When a patient wants to address skin laxity problems (sagging), then all of the above methods could be used simultaneously for advanced collagen production. The results will depend on how many factors are involved in a patient’s ongoing ageing. The rate at which collagen is destroyed in a patient who is a smoker, sun lover, sugar consumer, highly stressed and is already in menopause is different from someone who eats organic, low glycemic food, regularly detoxes and use bio-identical hormones. Your dermis mirrors your lifestyle!

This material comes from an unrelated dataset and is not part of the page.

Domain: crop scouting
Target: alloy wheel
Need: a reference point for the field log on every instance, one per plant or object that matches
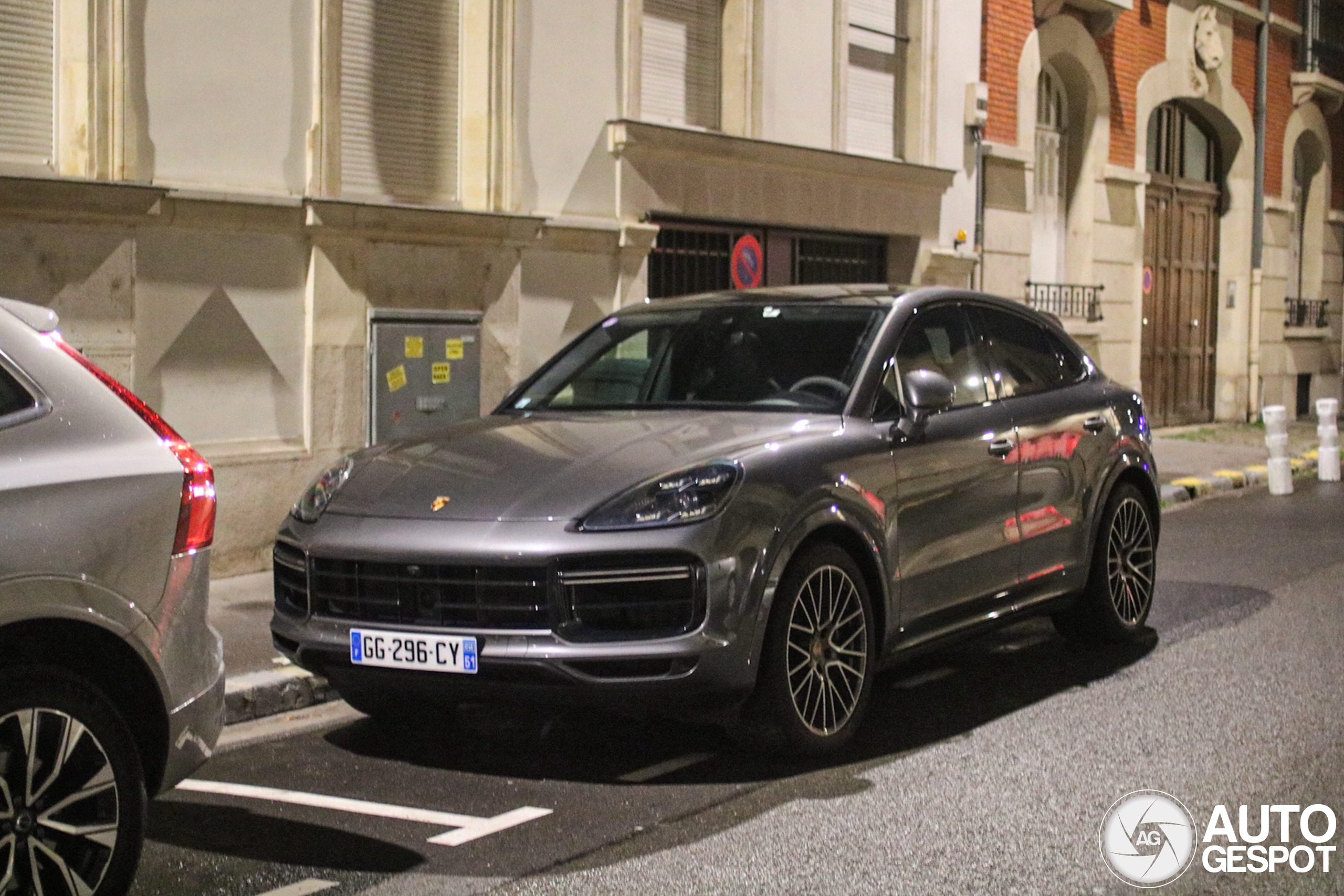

Hypodermis The hypodermis is the deepest layer, which contains fat tissue, connective tissue and muscle. Unfortunately, this layer is also prone to ageing – from the degradation or fibrosis of connective tissue, to muscle atrophy (due to growth hormone decline) and the sagging of fat tissue. However, this area is vastly important for 3D face recontouring, liquid facelifts and (what we call in aesthetics) “treating the shadows on the face and not just wrinkles”. This is where we use:
- Botulinum toxin to treat hyperkinetic lines and stop excessive muscle activity.
- Volumising fillers to simulate lifting in areas of enhanced fat tissue sagging.
This basic understanding will allow patients to recognise why achieving flawless skin with superficial chemical peels, for example, does not mean that the sagging of the skin will improve substantially. Every area needs adequate treatment that respects the structure that is damaged.